Calcite. Citrine. Chrysoprase. No… Rosalie thought, skipping a few shelves.
Red Jasper. Rose Quartz. Ruby. Sapphire. Selenite. Seraphinite - Yes. That one…
Rosalie pulled a small, shimmering green stone from the case and took her place beside Leon. He saw her selection and gently spun the stone on the table. “You know, Seraphinite is a trade name. Technically this little clinochlorite should be three shelves up,” Leon sighed. “After these tests I should really fix it.”
There was a distracted quality to his voice that caught Rosalie like a hand on her wrist. “Hey. Are you alright today? For this?” she asked gently.
Leon lifted his gaze very slowly. Rosalie wondered if he’d heard her correctly, but then he cleared his throat, gesturing with an elbow to a nearby bottle of water.

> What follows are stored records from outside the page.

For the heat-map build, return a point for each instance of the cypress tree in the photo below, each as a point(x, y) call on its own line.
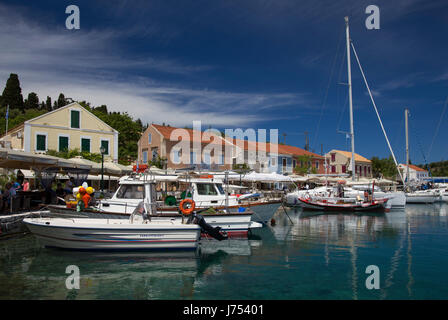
point(12, 94)
point(61, 101)
point(32, 102)
point(48, 104)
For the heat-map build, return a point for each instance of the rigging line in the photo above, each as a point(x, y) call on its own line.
point(328, 87)
point(438, 126)
point(376, 110)
point(399, 132)
point(342, 112)
point(415, 131)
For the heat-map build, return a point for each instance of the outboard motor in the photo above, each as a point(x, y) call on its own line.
point(206, 228)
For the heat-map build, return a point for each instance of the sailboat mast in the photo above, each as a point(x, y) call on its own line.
point(352, 133)
point(406, 113)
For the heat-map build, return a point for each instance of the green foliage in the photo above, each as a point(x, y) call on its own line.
point(384, 168)
point(437, 169)
point(67, 154)
point(303, 165)
point(17, 117)
point(61, 101)
point(158, 162)
point(129, 129)
point(32, 102)
point(240, 167)
point(48, 105)
point(4, 178)
point(12, 94)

“Yes. I should’ve been drinking more water this morning, but I’m catching up now. I’ll be fine.”
Rosalie offered him a small smile but found it difficult to begin the next step of measuring out the ingredients. Leon was staring at her. She could see him considering something.
“Rosie?”
She ignored his inquiry, and instead asked again. “Are you really okay?”
“Yes. I just said so,” he replied with a twinge of irritation before clearing his throat once more. “I have a question for you. If the stone offers immortality…would you take it?”
The question caught her off guard, like a push from behind. She answered reflexively.
“Would you?”
Leon took a deep breath before saying, “I don’t fear death, Rosie. But I don’t want to die.”
“Kind of like going to the doctor. Only if you absolutely have to, right?”
“Right,” Leon confirmed. It didn’t look as if he’d found her analogy humorous.